Predicting effects of additive noise and hearing-instrument signal processing on consonant recognition and confusions
The perception of consonants has been investigated in various studies and shown to critically depend on fine details in the stimuli. In the present study, a microscopic speech perception model is proposed, which combines an auditory processing front end with a correlation-based template matching back end. The model represents an extension of the auditory signal processing model by Dau et al. [(1997). J. Acoust. Soc. Am. 102, 2892–2905] towards predicting microscopic speech perception data. It was evaluated based on the extensive consonant perception data set provided by Zaar and Dau [(2015). J. Acoust. Soc. Am. 138, 1253–1267], which was obtained with normal-hearing (NH) listeners using 15 consonant-vowel combinations (CVs) mixed with white noise. Accurate predictions of the consonant recognition scores were obtained across a large range of signal-to-noise ratios. Furthermore, the model yielded convincing predictions of the consonant confusion scores, such that the predicted errors were clustered in perceptually plausible confusion groups.
The model was further evaluated with respect to perceptual artifacts induced by hearing-aid (HA) and simulated cochlear-implant (CI) processing in NH listeners. In terms of HA processing, effects of strong nonlinear frequency compression and impulse-noise suppression were measured in 10 NH listeners using CV stimuli. Regarding the simulated CI processing, the consonant perception data from DiNino et al. [(2016). J. Acoust. Soc. Am., under review] were considered, which were obtained with noise-vocoded vowel-consonant-vowel (VCV) stimuli in 12 NH listeners. Both the HA and the simulated CI processing induced strong perceptual confusions of specific consonants, whereas other consonants remained perceptually unaffected. The model predictions obtained for the two data sets showed a large agreement with the perceptual data both in terms of consonant recognition and confusions, demonstrating the model’s sensitivity to supra-threshold effects of hearing-instrument signal processing on consonant perception.
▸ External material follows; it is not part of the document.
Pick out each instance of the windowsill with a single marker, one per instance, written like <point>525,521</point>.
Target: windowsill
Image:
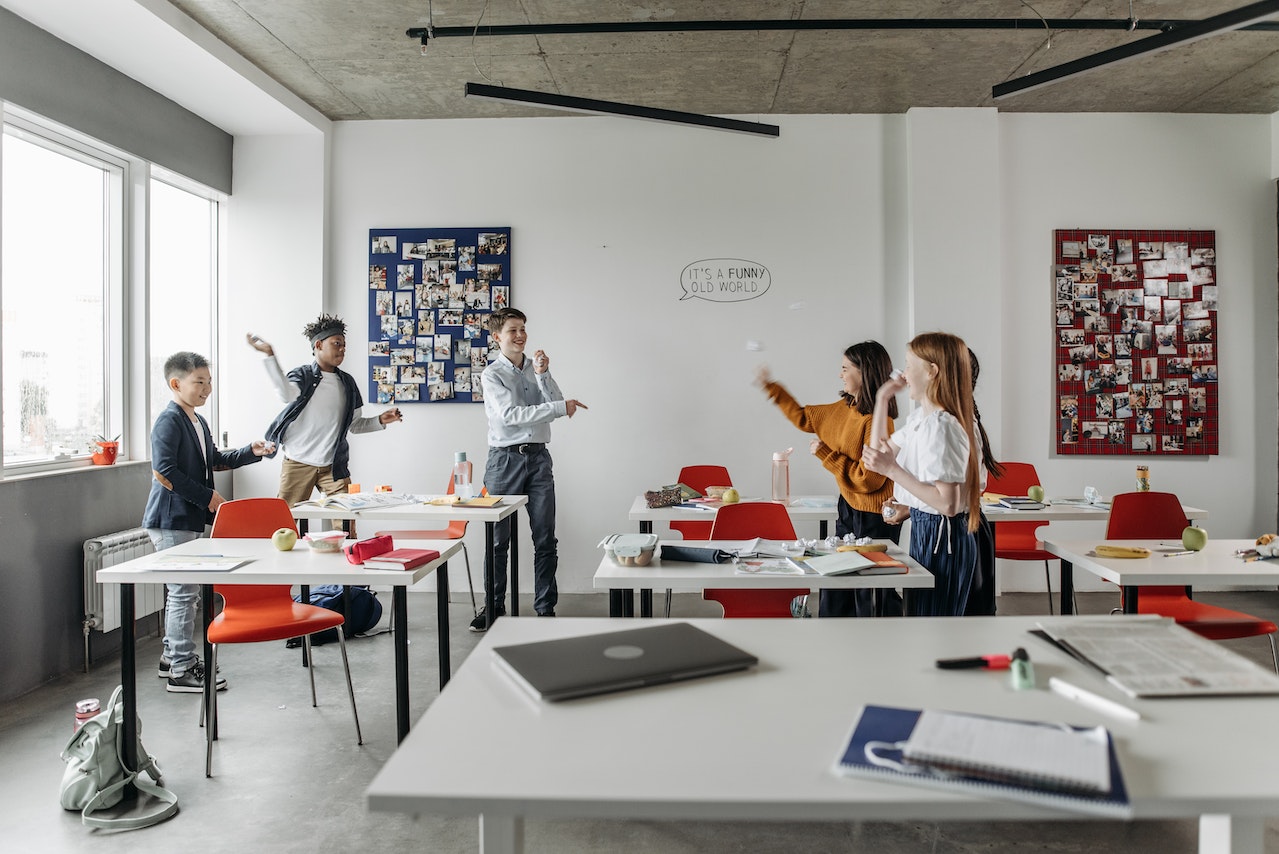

Overall, the large predictive power of the proposed model suggests that adaptive processes in the auditory preprocessing in combination with a cross-correlation based template-matching back end can account for some of the processes underlying consonant perception in normal-hearing listeners. The proposed model may provide a valuable framework for the evaluation of hearing-instrument processing strategies, particularly when combined with simulations of individual hearing impairment.